Jean Vaucourt se dressa sur son lit.

— Fernand de Loys ! rugit-il. Fernand de Loys… avez-vous dit, Flambard ? Fernand de Loys… n’était-il pas dans cette maison la nuit où j’ai été frappé ?

— Il y était, répondit Marguerite.

— Ah ! moi qui avais cru faire un songe, s’écria le capitaine, et c’était la vérité !

— Quel songe ? demanda Flambard, surpris.

— Mon ami, reprit Jean Vaucourt les dents serrées, dans un rayon d’éclair j’ai reconnu, cette nuit-là, les traits de l’homme qui m’a frappé de ce poignard ! Je l’ai vu, une seconde, comme je vous vois ! Et à présent, en reconstituant la scène, je me retrouve face à face avec mon meurtrier… c’était Fernand de Loys ! Oh ! Flambard, s’écria le capitaine avec un geste désespéré, comme je voudrais me voir fort pour aller châtier de suite cet infâme !

— Laissez faire, dit Flambard, je me charge de ce soin. Je vous demanderai d’abord de me remettre cette arme.

— N’oubliez pas, Flambard, que c’est l’un de ces poignards qui a frappé mon père !

— Et la main qui a tenu l’arme, celle du vicomte de Loys ?

— Oui, je le jurerais maintenant. Et moi qui avais soupçonné Bigot !
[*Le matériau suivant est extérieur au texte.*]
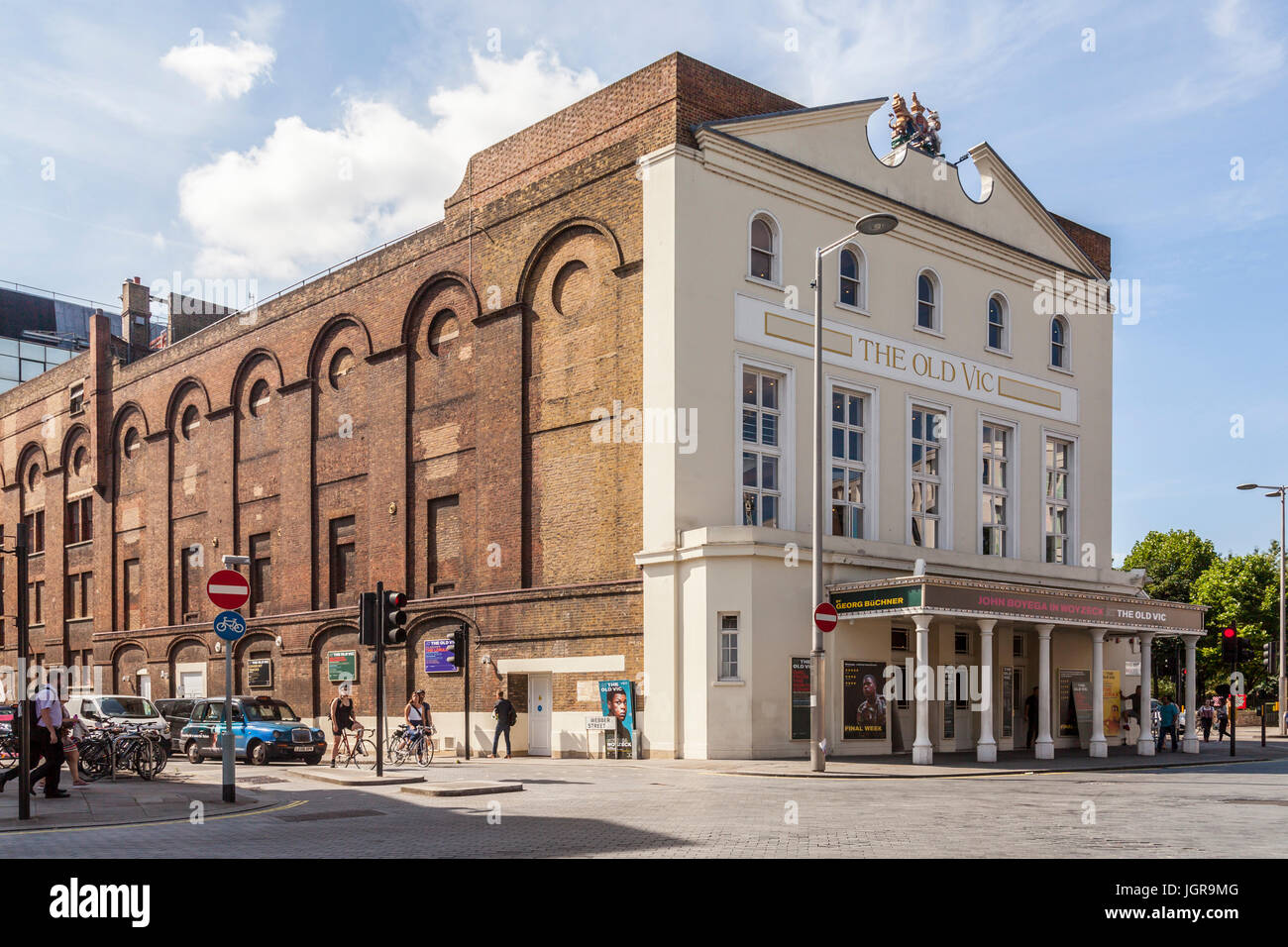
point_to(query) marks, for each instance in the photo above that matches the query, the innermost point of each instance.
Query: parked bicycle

— Capitaine, dit Flambard gravement, vous n’avez pas suspecté à tort François Bigot. Si de Loys a frappé votre père, quel intérêt avait-il ? Aucun. Seul, Bigot en voulait à votre père qui n’avait cessé de critiquer, et avec raison, son administration. Or, si de Loys a frappé, ce fut sur les instigations de l’intendant.

— Eh bien ! tant pis, ce sera deux têtes qu’il faudra atteindre au lieu d’une ! Flambard, prononça Jean Vaucourt avec un accent résolu, il faut venger mon père !
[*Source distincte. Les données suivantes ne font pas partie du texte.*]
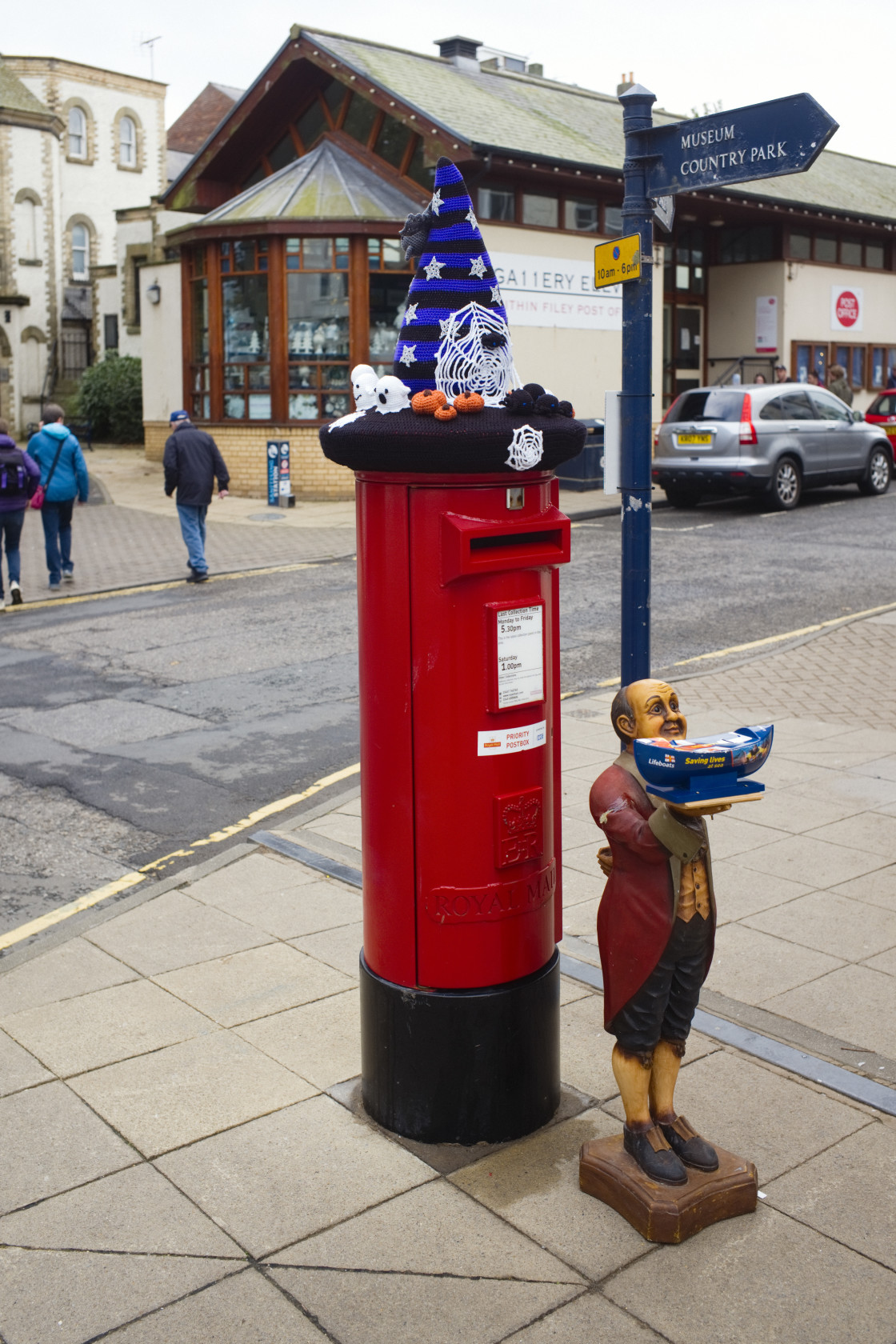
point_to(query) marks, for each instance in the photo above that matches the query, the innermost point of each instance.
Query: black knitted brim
(472, 444)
— Nous le vengerons, capitaine. J’avais cru le venger en tuant Lardinet ; mais à présent, comme vous, je crois que la mort de votre père a été décrétée par Bigot et exécutée par de Loys.

— Il faut le venger ! répéta sourdement Jean Vaucourt en serrant avec force une main de Flambard.

— Je le vengerai, soyez tranquille ! Oh ! j’ai bien de la besogne à faire avec tous ces êtres ignobles que je veux démasquer et envoyer en enfer au plus tôt !

— Oh ! murmura Jean Vaucourt avec désespoir, si je pouvais me lever !

— Remettez-vous, capitaine, encouragea Flambard, il vous restera toujours quelque châtiment à appliquer, car je vous réserverai une tête ou deux !

— Mes amis, intervint Marguerite avec un doux sourire, n’oubliez pas que la vengeance est ennemie de Dieu !

— La vengeance simplement ? oui, Marguerite, répondit Jean Vaucourt. Mais il est permis, je pense, sans offenser Dieu, de châtier les criminels selon leurs crimes et avec les moyens de justice que nous possédons. Or, ici en cette Nouvelle-France la justice est entre les mains mêmes de ces criminels, et il nous appartient de leur reprendre cette justice, de la leur arracher des mains pour les en frapper sans pitié ! Flambard, rugit Jean Vaucourt, m’entendez-vous ?

— J’entends, capitaine.

— Eh bien ! il faudra châtier Bigot et de Loys !

— Et d’autres… après ceux-là ! gronda le spadassin.

— Ah ! oui, ricana le capitaine avec mépris, il y a ce Cadet…

— Cadet, intervint encore Marguerite, est l’un de ceux qui vous ait fait le moins de mal. D’ailleurs c’est un idiot qui n’a nullement conscience de ses actes, ce n’est qu’un instrument aveugle ! Actuellement, en Nouvelle-France, il n’y a qu’une tête — tout, respect que j’éprouve pour monsieur le gouverneur et ses admirables officiers ! — et cette tête, c’est François Bigot. Tout le reste est son instrument ou à peu près !

— Soit, gronda Flambard, je me charge de cette tête !

— Qu’elle tombe ! proféra Jean Vaucourt.

— Elle tombera… rugit sourdement Flambard avec un geste terrible.

Le capitaine, très fatigué par cette scène, se laissa choir lourdement sur sa couche et ferma les yeux.

— Monsieur Flambard, dit Marguerite, le chirurgien me grondera certainement pour avoir permis une si longue entrevue…

— Je vous comprends, mademoiselle, sourit le spadassin, je me retire de suite.

— Oh ! vous pouvez revenir demain, après-demain, quand vous voudrez, surtout quand vous aurez quelques bonnes nouvelles à nous apprendre !

— Je reviendrai, promit Flambard en s’en allant.